How to Get ROI From Your Networking Efforts

February 23, 2009 at 4:51 pm | Posted in entrepreneurship, Networking, sales | Leave a comment

Have you noticed the ever-growing number of networking groups? While there was once only a handful of opportunities to network at Chamber of Commerce breakfasts and local trade association get-togethers, you know have to decide among the thousands of online and offline groups that seem to be sprouting up on a daily basis.

The problem is that you only have so much time in the day. If you joined every networking group out there, you’d inevitably be meeting some useful contacts, but you’d have little time for anything else. To effectively make connections and save your sanity in this age of hyper-networking, you need to be selective. The following five tips will help you filter through the vast and sometimes murky world of business networking to find the groups that can offer you the greatest ROI from your networking efforts.

Define Your Networking Style

With countless networking events, you have the ability to choose what type works best for you. Speed networking, cocktail parties, conferences, informative seminars, online get-togethers – each format has its own unique advantages and disadvantages. You most likely will gravitate to one or two types of events. That’s ok. You’re better off sticking with attending only the activities in which you have the highest comfort level.

Do Your Homework before You Commit

Once you’ve found a handful of groups that are in line with your networking style, research the types of members, their companies, and the focus of the group. Don’t be afraid to attend a group’s events two or three times to get a feel for their dynamics. You may love it, or you might find that it’s not in synch with your goals, interests, or personality. The key is not to commit yourself to anything until you are confident that it’s a good fit for you.

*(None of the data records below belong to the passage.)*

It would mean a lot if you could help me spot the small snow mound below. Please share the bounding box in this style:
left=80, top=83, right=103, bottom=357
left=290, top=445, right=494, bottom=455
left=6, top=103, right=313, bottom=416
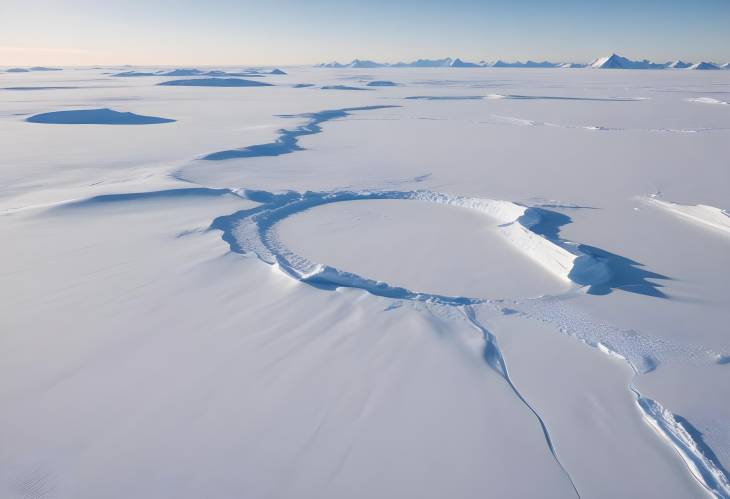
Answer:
left=158, top=78, right=273, bottom=87
left=322, top=85, right=370, bottom=90
left=158, top=69, right=203, bottom=76
left=666, top=60, right=692, bottom=69
left=25, top=108, right=175, bottom=125
left=687, top=97, right=728, bottom=106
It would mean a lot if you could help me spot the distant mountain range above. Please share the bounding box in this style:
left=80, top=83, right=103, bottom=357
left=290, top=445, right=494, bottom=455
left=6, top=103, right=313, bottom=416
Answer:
left=317, top=54, right=730, bottom=70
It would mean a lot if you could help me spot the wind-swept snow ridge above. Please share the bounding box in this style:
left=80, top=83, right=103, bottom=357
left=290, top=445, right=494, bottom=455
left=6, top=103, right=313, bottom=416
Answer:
left=643, top=196, right=730, bottom=235
left=462, top=305, right=580, bottom=497
left=211, top=191, right=612, bottom=298
left=201, top=106, right=398, bottom=161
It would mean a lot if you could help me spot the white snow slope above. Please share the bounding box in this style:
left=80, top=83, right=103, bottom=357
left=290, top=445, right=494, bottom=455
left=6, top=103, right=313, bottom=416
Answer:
left=0, top=64, right=730, bottom=499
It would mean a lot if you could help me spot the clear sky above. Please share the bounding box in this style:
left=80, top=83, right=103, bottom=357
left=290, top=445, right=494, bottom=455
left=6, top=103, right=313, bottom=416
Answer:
left=0, top=0, right=730, bottom=66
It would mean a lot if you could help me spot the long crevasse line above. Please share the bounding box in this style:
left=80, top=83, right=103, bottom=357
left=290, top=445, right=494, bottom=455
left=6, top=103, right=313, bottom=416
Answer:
left=510, top=300, right=730, bottom=499
left=201, top=105, right=400, bottom=161
left=629, top=390, right=730, bottom=499
left=461, top=305, right=580, bottom=497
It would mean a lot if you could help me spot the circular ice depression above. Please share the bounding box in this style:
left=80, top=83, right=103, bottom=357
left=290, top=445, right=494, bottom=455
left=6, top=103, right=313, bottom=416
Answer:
left=273, top=199, right=569, bottom=299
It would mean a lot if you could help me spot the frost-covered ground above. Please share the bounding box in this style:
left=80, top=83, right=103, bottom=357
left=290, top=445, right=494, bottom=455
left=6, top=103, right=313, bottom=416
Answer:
left=0, top=68, right=730, bottom=499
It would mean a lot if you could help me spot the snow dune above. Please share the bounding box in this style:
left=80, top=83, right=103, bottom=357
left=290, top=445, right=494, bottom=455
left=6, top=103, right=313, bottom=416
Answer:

Stay Focused on What You Can Give

Many networkers leave groups frustrated because they feel that they are not getting enough. Yet, they haven’t put any effort into giving. As in the famous words of the Beatles, “The love you take is equal to the love you make.” This certainly applies to networking. Always think about what you can give and offer to your contacts before you ask for or expect anything from them. Once you begin to focus your energy on helping others, you’ll quickly find that they are enthusiastic about helping you!

Follow Up and Follow Through

Interestingly, it may seem like you’re networking at the events you attend, but in reality, the true networking doesn’t actually begin until afterwards. If you neglect to follow up or connect with the contacts you’ve made, you’re merely socializing and not networking at all. It’s 100% about how you maintain those connections that will determine your level of success.

Be Realistic

The reality is that not every networking connection you make will be able to produce leads and referrals to you. Yes, you need to be helping others, but you also have to devote the bulk of your energy to cultivating your most valuable resources. Assess each contact and determine how you can work together. If there just isn’t a great deal of potential with a particular connection, it’s ok to minimize your dealings with him or her. Both of you will be better off shifting energies to others who will be more beneficial.